Anthropic is facing a class-action lawsuit that says its Claude Max subscriptions did not deliver the usage limits the company promised. The complaint, filed in federal court in Northern California on 14 June, argues that customers paid for bigger quotas on Claude Max 5x and Claude Max 20x but hit limits far sooner than the marketing suggested.
The case could cover U.S. users who signed up for those plans, and it lands in a part of the AI business that is getting harder to explain as the bills get larger. Subscription tiers with ”more usage” are now a standard pitch across the sector, but the actual metering behind them is often opaque enough to make a lawyer smile and a customer reach for the credit card again.
What Karl Kahn says happened
The named plaintiff, Karl Kahn, says he started with Claude Pro in June 2025, then moved to Claude Max 5x in January and later to Claude Max 20x in April. Even after paying more, he says he kept running into limits and had to buy extra access once his allowance ran out.
His complaint also says Anthropic never clearly explained how ”usage” is measured on the Max plans. That omission is the heart of the lawsuit: if customers cannot tell what is being counted, they cannot tell whether they are getting what they paid for.

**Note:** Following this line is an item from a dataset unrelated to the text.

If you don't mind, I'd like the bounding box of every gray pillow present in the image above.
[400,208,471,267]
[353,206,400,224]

Claude Max pricing and claimed limits
- Claude Max 5x: about $100 a month, with 5 times more usage than the Pro plan.
- Claude Max 20x: about $200 a month, with up to 20 times higher limits.
- Claude Max 20x also includes priority access to new models and expanded workflows, including tools such as Claude Code.
The lawsuit says those promises are misleading because the real caps depend on hidden consumption metrics. That is a familiar complaint in AI, where ”more access” can mean anything from more messages to more tokens to whatever internal meter the company decides to expose, which is fantastic if you sell the plan and less fantastic if you buy it.
A familiar subscription fight in AI
Anthropic is not the only company selling premium AI access with tiered limits. OpenAI, Google, and Perplexity AI all use versions of the same model: higher prices, higher quotas, and some combination of priority access or better tools.
That makes this case more than a dispute over one brand’s wording. If the court treats opaque usage limits as a consumer-protection problem, the pressure will spread to the rest of the subscription AI market, where ”unlimited” has always had a suspiciously finite feel.
What the lawsuit wants
The complaint seeks damages, refunds, an order stopping the current way the plans are described, and class certification for users who bought Claude Max 5x or Claude Max 20x through Claude.com or the desktop app starting in April 2025. The plaintiff’s legal team says the case fits ordinary consumer-law rules against deceptive or insufficiently clear advertising.
That last point may be the most awkward for Anthropic. AI companies are racing to sell bigger plans as models get more capable and more expensive to run, but the more complex the meter, the easier it is for customers to feel cheated. Expect this lawsuit to test how much vagueness subscription AI can get away with before the fine print stops doing the heavy lifting.